Prince Vladimir Mikhailovich Yashvil (Владимир Михайлович Яшвиль; ვლადიმერ იაშვილი) (July 15, 1764 - July 20, 1815) was a Russian general of Georgian noble origin (Iashvili) personally involved in the assassination of Paul I of Russia (1801). He was a brother of General Lev Yashvil.

== Biography ==
Born to an émigré Georgian noble family in the village Muromtseva, Kaluga Governorate, Yashvil graduated from a cadet corps in 1786 and took part in the Russo-Turkish War (1787–1792) and the Polish campaigns (1792, 1794). He commanded various artillery units and was promoted to major general in 1800. That year, he joined several Russian officers in a palace coup against Paul I and, along with General Bennigsen assassinated the tsar in Saint Michael's Castle.

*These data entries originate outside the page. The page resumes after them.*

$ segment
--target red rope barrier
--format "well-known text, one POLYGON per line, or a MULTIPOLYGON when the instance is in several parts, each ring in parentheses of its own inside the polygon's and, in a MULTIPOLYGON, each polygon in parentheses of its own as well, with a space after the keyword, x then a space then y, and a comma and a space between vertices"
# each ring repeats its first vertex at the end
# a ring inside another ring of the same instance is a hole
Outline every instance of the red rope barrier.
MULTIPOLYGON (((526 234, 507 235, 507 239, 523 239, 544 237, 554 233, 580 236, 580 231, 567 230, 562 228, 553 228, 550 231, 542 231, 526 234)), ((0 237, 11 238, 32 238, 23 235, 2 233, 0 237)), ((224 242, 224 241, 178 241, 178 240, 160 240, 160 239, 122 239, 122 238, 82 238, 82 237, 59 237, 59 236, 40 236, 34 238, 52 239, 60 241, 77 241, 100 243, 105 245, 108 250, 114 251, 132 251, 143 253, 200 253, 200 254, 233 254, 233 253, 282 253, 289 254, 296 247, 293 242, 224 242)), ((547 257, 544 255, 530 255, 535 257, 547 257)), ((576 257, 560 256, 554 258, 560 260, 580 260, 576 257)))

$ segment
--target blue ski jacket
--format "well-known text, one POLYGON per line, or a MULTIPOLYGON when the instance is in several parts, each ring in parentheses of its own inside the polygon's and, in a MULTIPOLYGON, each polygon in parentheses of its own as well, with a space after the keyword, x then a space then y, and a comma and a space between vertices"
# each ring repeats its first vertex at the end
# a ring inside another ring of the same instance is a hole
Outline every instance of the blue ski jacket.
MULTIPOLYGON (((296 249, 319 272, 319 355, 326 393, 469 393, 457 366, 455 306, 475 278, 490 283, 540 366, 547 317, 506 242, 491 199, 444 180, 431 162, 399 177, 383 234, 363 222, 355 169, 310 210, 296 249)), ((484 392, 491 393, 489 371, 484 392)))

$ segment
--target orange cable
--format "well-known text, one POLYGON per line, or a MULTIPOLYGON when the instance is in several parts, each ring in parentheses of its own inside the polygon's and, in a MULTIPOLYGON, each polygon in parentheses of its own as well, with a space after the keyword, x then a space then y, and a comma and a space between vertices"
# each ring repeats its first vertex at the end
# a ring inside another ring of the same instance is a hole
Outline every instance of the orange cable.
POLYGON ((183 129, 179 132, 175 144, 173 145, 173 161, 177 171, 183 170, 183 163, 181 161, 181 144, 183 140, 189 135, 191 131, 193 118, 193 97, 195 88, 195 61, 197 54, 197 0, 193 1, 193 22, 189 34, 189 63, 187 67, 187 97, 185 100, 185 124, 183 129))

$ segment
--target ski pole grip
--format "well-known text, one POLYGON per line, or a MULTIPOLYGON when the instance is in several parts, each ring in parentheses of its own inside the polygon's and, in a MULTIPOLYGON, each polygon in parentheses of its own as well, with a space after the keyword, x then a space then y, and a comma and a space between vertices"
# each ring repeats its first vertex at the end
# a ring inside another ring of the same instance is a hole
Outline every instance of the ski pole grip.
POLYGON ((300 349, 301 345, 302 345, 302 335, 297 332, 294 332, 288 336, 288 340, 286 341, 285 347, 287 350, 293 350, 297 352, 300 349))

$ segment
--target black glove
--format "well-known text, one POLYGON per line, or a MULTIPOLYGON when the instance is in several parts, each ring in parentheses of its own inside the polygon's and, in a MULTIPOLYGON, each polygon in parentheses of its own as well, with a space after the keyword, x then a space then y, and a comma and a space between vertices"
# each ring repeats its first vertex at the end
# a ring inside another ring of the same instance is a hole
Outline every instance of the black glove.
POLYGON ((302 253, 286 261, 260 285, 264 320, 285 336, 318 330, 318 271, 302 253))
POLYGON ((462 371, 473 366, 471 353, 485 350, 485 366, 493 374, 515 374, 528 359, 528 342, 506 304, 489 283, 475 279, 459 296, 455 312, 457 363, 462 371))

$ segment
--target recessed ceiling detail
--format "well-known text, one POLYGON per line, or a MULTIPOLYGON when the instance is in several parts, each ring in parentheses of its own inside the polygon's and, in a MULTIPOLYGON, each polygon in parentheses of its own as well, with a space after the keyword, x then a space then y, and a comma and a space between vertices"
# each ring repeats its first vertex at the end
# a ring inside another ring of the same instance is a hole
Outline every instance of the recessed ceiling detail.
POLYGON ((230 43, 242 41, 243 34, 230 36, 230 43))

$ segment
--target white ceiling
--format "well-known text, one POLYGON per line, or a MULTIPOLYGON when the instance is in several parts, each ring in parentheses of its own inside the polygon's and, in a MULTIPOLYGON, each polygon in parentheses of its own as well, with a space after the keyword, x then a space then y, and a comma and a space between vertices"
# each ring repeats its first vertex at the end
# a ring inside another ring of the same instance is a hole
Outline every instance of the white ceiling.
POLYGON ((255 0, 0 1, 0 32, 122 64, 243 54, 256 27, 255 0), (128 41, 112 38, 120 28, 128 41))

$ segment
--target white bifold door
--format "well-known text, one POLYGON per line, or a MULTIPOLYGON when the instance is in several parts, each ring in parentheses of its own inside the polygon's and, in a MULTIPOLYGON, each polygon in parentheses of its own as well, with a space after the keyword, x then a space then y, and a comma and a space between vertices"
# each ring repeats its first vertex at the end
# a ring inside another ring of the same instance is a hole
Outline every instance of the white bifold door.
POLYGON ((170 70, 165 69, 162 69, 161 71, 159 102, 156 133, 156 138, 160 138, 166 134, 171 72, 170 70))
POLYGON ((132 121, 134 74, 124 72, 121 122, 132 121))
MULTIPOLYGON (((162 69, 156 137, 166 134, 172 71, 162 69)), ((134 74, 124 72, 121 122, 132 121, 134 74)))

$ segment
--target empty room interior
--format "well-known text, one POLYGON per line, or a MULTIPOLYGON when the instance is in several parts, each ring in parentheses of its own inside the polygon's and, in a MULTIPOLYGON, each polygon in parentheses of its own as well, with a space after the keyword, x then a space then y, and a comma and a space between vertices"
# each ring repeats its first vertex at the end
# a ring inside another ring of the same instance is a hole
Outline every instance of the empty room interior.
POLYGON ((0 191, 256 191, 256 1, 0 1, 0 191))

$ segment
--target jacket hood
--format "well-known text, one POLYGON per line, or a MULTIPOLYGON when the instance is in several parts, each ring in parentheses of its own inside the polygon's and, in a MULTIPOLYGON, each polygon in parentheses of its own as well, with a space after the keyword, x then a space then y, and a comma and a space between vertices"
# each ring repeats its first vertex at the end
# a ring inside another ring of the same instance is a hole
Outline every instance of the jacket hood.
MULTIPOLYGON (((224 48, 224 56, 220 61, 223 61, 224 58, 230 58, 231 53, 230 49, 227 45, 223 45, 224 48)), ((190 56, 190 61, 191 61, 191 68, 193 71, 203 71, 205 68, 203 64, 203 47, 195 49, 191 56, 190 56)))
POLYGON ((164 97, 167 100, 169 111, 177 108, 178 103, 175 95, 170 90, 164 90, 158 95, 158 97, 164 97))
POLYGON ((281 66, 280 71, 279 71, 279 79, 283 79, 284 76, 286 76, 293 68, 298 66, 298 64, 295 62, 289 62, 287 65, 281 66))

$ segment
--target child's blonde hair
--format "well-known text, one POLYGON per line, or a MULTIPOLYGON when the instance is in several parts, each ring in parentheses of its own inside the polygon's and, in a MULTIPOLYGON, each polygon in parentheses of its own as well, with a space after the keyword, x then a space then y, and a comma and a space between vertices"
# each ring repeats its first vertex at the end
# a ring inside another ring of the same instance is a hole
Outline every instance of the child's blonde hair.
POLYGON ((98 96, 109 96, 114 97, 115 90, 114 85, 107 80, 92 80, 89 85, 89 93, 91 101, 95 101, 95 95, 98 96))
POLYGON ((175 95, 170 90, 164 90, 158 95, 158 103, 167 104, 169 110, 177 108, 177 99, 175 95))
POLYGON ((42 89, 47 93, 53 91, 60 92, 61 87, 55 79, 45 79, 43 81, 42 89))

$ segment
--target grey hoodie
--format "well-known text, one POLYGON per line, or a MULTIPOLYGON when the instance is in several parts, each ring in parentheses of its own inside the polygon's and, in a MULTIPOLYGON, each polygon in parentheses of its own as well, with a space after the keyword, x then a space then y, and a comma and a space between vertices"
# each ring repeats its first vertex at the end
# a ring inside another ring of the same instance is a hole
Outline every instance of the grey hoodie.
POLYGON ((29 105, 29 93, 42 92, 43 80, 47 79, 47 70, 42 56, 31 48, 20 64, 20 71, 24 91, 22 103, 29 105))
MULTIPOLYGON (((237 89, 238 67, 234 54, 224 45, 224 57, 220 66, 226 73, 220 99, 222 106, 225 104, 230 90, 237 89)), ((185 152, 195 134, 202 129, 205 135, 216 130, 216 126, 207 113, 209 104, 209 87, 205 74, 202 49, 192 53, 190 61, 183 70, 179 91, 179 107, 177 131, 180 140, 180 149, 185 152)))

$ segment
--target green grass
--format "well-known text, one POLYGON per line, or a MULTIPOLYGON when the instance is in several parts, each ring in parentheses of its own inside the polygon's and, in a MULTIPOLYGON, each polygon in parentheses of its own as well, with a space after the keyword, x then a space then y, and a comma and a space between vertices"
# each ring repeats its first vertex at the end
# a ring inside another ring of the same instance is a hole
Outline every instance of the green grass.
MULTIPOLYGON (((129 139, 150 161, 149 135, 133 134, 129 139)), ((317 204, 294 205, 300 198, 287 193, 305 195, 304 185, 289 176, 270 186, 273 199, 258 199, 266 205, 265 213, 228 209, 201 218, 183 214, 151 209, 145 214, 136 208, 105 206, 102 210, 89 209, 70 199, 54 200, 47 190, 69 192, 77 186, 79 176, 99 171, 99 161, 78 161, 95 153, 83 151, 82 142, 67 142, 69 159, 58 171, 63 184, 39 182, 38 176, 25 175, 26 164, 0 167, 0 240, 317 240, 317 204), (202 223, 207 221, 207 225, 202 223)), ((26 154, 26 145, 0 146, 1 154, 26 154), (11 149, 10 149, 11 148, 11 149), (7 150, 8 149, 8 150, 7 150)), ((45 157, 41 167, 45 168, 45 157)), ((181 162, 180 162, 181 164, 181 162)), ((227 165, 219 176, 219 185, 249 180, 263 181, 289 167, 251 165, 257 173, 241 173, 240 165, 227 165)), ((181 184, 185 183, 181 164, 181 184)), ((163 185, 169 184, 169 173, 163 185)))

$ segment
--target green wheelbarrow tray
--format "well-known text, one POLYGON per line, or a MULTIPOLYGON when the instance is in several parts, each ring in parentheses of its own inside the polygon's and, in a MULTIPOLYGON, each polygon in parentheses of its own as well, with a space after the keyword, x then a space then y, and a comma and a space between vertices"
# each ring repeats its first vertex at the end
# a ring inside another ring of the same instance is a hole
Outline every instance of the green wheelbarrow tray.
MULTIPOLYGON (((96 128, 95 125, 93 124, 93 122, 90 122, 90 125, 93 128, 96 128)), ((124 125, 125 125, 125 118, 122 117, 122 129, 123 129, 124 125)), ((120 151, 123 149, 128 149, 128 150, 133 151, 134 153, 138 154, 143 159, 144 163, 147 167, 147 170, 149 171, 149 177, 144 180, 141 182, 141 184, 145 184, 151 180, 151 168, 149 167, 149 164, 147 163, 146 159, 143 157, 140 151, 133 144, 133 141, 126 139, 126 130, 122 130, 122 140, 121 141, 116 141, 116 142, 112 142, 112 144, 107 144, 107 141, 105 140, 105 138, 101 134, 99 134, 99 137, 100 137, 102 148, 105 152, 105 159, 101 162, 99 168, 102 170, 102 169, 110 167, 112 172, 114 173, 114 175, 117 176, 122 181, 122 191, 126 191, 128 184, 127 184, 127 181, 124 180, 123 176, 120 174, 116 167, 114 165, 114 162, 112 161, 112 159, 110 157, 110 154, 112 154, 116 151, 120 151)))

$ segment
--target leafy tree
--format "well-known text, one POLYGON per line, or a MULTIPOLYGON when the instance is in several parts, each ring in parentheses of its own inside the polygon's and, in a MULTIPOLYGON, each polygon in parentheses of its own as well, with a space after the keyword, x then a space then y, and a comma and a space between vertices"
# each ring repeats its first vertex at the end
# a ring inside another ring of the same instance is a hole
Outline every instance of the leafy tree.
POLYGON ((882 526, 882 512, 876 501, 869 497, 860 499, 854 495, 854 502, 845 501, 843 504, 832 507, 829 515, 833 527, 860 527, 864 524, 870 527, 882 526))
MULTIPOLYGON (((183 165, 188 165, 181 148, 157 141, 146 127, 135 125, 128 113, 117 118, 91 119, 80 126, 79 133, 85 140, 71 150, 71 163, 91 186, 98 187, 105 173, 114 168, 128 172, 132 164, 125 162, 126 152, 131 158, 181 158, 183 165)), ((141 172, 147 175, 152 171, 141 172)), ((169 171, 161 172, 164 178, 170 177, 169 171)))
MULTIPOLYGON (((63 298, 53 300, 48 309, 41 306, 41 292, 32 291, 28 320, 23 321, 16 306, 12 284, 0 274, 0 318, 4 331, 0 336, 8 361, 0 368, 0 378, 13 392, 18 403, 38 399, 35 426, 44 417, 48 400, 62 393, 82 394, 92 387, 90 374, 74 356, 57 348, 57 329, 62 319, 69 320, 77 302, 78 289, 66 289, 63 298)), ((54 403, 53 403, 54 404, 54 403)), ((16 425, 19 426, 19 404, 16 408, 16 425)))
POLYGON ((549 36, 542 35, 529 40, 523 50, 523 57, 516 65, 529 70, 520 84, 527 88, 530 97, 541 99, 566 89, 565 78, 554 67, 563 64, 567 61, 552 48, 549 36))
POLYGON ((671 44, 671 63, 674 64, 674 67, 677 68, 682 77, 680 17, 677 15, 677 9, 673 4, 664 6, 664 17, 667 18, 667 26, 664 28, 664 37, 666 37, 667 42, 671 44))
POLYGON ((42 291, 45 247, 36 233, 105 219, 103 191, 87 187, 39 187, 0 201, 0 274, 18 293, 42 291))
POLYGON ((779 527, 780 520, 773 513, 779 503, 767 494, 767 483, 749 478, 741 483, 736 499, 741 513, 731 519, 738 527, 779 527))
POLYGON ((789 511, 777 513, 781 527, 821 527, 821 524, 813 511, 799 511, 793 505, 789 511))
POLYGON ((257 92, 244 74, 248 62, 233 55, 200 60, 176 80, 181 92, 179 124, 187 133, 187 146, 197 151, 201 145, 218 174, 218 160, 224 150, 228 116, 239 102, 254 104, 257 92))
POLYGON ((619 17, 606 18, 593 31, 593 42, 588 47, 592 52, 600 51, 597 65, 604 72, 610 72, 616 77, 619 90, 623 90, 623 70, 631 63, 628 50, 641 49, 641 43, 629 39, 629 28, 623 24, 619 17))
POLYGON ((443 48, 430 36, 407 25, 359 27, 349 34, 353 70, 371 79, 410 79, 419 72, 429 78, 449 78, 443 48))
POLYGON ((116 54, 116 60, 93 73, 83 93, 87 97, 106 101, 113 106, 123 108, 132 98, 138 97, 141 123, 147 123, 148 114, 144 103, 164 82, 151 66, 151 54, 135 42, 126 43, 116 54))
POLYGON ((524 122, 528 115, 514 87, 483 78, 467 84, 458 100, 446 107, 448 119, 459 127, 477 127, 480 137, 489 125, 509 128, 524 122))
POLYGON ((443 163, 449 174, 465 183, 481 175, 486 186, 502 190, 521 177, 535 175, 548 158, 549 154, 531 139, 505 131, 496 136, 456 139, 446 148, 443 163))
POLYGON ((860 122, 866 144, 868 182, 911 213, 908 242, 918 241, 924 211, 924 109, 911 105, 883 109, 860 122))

Paul's successor Alexander I, allegedly the coup sympathizer, soon sacked Yashvil. Being prohibited from visiting both St. Petersburg and Moscow, Yashvil spent next several years in a compulsory retirement at his estate. During Napoleon's invasion of Russia in 1812, Yashvil managed to obtain permission from General Dmitry Shepelev to join the Kaluga militia and helped recover Yelnya. However, upon Alexander I's order, the Russian commander Kutuzov dismissed Yashvil who returned to his estate.